【最終章.千紗と依央】

【最終話.結び】

「いってきまあす!」


 或る秋の晴れ渡る日。


 明るい茶髪のポニーテール。

 いつもお気に入りの青のヘアピン。青のヘアゴム。

 スタイルはいい。

 身長は、この前図ったら百六十三だったが、細身なおかげですらりと高く見える。

 胸は――残念ながらあるとは言えないが。


 成城の高級住宅街にある、白いタイルがまばゆい生家を、鳴海千紗なるみちさはいつも通りの時間に飛び出した。


「いってらっしゃーい!」


 後ろの四季咲きの白いバラの生垣から、母親――鳴海美雪なるみみゆきが左手を振って見送る。

 春に産まれたばかりの小さな妹――鳴海灯里なるみあかりを抱いて。


「お母さん、灯里、いってきまーす」


 妹の名前を呼んだ瞬間、胸が少しだけ温かくなった。


 幸せだ。

 なぜか今、とても強くそう感じる。



「鳴海さん? 鳴海さん」


 その日、千紗は不思議な不思議な夢を見ていた。

 内容はよく覚えていないけれど、ものすごい長い夢で、なぜか自分が幽霊になって世界を見ているような夢だったような気がする。


 だから、朝からぼうっとしていた。


「鳴海さん!」


 だから、担任の朝倉恒一先生に何度か呼ばれるまで、気が付かなかった。


「鳴海さんの番ですよ」


 ――そうだ、今は席替えの途中だった!


 慌てて教卓の上の青い箱から、くじを引く。


(お、また窓際か。隣は誰かなー)


 この学校は凡庸だけど平穏な高校だ。

 マンガの女子高とかで見る、スクールカーストとかもない。


 退屈かもしれないけれど、千紗はそこが気に入っていた。


「さて」


 全員引いたところで、朝倉先生が号令を出す。


「番号の席に、机を移動してください」


 がちゃん、と音を立て、皆がそれぞれ自分の好みに合わせてカスタム出来る、自分専用の机を持った時。

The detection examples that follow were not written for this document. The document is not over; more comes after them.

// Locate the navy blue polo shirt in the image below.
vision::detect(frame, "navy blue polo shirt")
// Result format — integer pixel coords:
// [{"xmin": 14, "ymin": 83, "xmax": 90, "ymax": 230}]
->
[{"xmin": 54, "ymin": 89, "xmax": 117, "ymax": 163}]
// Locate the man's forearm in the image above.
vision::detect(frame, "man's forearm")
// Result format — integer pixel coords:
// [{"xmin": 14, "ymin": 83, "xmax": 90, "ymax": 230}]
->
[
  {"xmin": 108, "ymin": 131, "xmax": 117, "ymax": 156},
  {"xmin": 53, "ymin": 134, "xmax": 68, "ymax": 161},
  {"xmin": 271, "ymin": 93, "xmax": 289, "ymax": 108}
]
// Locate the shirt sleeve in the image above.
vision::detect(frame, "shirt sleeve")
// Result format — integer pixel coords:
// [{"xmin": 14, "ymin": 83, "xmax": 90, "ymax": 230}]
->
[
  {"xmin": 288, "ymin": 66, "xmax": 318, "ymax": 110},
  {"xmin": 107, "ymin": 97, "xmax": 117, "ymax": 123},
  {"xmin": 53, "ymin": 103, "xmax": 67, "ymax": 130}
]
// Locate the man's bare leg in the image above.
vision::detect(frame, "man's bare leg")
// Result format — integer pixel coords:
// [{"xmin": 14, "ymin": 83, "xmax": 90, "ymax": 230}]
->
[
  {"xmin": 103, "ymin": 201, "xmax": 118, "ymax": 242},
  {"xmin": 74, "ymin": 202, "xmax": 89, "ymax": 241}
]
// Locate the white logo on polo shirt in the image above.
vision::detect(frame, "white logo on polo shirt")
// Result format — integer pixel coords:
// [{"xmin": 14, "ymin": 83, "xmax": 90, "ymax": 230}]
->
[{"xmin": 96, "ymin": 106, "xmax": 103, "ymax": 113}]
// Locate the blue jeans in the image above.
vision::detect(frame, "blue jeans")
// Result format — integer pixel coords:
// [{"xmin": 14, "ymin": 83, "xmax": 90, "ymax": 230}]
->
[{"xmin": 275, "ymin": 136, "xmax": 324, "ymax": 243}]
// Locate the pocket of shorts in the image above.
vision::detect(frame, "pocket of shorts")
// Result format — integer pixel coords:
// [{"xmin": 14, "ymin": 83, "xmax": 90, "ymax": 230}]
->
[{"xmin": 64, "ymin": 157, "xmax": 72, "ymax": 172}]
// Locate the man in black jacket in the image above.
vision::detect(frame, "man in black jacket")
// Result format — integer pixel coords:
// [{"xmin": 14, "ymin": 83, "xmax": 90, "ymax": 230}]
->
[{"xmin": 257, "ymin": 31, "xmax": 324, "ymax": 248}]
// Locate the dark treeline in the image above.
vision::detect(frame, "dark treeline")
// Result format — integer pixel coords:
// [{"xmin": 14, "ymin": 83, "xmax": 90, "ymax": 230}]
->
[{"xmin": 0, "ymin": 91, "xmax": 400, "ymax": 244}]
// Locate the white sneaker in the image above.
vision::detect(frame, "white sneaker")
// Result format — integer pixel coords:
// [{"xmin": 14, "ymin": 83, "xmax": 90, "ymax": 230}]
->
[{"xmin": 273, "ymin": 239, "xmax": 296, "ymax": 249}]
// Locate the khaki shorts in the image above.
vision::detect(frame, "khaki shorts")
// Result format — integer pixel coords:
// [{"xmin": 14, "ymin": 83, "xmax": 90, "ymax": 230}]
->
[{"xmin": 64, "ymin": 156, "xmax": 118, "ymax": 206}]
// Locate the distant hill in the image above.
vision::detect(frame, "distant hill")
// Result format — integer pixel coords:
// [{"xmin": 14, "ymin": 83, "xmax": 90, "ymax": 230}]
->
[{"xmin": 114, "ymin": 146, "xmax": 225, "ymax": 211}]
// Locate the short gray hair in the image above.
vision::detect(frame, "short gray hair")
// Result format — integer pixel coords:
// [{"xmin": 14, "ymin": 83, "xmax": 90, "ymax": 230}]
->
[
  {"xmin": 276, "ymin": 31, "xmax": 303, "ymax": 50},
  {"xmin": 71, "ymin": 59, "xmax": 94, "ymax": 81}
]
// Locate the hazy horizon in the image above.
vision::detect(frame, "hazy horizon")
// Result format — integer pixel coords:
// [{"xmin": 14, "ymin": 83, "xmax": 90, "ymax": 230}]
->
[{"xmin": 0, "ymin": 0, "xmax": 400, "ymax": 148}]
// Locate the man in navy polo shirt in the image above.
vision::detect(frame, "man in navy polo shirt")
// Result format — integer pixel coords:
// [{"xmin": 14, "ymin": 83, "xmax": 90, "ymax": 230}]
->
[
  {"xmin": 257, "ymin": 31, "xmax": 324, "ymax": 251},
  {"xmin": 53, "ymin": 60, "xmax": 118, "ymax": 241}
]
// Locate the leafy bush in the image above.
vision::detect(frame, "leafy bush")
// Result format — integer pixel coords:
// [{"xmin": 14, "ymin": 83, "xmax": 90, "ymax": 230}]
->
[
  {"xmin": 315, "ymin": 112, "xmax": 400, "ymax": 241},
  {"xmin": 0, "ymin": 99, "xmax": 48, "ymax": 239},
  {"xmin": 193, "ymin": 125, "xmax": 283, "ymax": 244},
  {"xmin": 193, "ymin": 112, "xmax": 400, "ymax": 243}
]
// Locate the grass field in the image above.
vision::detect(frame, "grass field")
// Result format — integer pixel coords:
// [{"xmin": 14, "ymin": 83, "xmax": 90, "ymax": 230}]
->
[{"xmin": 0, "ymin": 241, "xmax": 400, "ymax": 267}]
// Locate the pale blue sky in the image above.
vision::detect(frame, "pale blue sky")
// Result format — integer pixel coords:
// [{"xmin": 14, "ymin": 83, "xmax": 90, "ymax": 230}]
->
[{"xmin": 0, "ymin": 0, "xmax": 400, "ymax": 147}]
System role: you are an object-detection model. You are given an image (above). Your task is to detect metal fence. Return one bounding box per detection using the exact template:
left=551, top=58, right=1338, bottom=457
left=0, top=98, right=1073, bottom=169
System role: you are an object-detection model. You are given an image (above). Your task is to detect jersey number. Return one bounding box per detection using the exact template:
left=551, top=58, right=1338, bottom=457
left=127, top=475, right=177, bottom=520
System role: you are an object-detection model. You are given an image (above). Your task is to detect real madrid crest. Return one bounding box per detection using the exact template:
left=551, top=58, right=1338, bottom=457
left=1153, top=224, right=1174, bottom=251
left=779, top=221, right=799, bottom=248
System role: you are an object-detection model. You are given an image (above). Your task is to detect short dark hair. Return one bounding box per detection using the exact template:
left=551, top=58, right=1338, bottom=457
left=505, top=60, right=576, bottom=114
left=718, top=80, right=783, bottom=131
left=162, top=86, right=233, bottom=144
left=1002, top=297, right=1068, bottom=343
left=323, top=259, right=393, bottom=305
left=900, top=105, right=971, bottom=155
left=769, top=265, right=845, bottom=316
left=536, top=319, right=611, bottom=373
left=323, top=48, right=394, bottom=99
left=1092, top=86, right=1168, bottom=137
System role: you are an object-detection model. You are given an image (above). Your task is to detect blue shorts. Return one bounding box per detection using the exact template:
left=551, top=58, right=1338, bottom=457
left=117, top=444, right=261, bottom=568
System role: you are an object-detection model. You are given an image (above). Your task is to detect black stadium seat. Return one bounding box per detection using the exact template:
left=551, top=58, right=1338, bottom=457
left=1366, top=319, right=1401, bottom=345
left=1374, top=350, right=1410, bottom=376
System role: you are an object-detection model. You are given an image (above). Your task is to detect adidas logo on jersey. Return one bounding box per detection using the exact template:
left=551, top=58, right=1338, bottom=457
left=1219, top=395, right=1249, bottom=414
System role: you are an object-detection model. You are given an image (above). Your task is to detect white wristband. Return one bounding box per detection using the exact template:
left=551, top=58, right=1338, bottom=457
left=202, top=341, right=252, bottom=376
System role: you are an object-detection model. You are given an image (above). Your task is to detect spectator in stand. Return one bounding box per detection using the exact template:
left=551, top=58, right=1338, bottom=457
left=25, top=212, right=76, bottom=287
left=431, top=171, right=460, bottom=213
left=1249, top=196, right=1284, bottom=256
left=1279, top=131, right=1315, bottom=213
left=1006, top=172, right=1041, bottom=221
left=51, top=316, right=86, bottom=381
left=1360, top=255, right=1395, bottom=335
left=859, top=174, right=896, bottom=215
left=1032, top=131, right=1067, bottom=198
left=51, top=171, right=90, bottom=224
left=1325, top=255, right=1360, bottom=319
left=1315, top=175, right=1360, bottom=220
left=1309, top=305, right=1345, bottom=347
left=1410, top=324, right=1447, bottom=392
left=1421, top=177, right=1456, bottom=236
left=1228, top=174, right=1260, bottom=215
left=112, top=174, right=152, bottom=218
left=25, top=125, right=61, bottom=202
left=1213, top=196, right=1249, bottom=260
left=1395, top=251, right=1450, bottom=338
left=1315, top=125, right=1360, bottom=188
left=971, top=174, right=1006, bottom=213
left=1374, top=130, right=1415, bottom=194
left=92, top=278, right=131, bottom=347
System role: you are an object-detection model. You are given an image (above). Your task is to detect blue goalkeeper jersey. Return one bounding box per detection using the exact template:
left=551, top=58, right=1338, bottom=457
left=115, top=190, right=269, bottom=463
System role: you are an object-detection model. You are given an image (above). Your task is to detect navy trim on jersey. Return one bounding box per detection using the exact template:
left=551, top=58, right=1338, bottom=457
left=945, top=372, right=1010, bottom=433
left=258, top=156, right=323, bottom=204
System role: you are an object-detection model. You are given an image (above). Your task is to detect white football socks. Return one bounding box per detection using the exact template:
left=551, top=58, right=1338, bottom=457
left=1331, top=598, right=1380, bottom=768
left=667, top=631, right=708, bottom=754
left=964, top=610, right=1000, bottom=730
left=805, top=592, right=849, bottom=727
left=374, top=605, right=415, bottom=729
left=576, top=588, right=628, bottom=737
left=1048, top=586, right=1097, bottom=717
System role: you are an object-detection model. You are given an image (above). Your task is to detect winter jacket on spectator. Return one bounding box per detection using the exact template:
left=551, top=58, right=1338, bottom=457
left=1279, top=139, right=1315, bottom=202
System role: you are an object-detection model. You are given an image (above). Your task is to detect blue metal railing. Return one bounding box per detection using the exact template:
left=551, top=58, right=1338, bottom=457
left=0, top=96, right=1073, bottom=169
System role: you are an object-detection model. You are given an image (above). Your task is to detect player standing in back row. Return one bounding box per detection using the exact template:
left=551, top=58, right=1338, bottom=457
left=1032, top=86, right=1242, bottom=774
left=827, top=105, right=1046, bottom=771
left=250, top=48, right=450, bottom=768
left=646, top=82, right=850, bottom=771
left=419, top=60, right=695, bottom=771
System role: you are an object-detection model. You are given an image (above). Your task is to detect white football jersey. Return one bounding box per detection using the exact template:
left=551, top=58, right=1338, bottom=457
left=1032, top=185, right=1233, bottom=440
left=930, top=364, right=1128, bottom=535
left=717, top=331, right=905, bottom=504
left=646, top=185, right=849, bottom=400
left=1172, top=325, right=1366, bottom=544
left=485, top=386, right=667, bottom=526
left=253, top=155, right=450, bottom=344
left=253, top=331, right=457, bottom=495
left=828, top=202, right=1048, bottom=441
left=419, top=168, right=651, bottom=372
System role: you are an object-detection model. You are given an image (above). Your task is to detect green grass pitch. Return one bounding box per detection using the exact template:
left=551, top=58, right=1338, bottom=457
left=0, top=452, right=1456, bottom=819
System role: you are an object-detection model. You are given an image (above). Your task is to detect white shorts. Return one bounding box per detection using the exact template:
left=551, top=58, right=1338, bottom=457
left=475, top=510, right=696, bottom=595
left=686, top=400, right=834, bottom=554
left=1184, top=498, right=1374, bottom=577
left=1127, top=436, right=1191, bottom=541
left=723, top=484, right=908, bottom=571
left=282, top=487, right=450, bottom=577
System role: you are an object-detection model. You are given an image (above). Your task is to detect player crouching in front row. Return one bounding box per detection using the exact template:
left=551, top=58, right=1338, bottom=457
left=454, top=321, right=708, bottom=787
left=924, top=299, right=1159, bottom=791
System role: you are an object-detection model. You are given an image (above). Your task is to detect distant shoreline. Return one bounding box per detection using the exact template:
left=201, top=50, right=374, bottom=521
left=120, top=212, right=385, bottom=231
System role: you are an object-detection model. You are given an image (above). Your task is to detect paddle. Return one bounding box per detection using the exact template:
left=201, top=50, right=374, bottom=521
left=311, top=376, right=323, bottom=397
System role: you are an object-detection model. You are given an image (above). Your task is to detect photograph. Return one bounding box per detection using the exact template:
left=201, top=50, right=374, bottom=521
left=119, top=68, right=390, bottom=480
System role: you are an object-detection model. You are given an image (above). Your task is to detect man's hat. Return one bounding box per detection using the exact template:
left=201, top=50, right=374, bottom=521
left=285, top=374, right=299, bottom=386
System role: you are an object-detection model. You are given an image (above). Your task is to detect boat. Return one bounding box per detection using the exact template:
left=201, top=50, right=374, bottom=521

「誰が隣でも、仲良くしましょう。仲はいいことがいちばんですから」


 いっしゅん、静まりかえる教室。

 だが、すぐに席移動の騒音がかき消した。

 千紗は、また窓際だ。

 一番前にはなったが。


 はて、となりは誰だろうと待っていると、クラス一気弱な、腰までのロングヘアがとても綺麗な、白石依央しらいしいおが、近付いてくる。


「はい、移動は済みましたね?」


 どうやら、隣は彼女のようだ。

 依央は緊張しているのか、前を向いたままだ。


 あれ。

 なんか、この光景……。


 前にも見たことがある気がする。



『私がもう少しだけ、優しく生きていたなら。何かが。何かが変わっていたのかもしれない』



 千紗は。

 依央のその緊張を、解いてあげたくなった。


「?」


 依央が千紗を見る。

 千紗も依央を見る。


 千紗は一瞬ためらったが。

 それでもなんとか手を伸ばした。


「私、鳴海千紗。よろしくね?」

「? 知ってるけど?」


「あくしゅ。なかよしになる為のおまじない」


「?」


 依央は、なんとも不思議な顔で。

 千紗の手を、取った。


 ふわりと秋の風が教室に吹き込む。

 開いていた教科書のページが、一枚めくれた。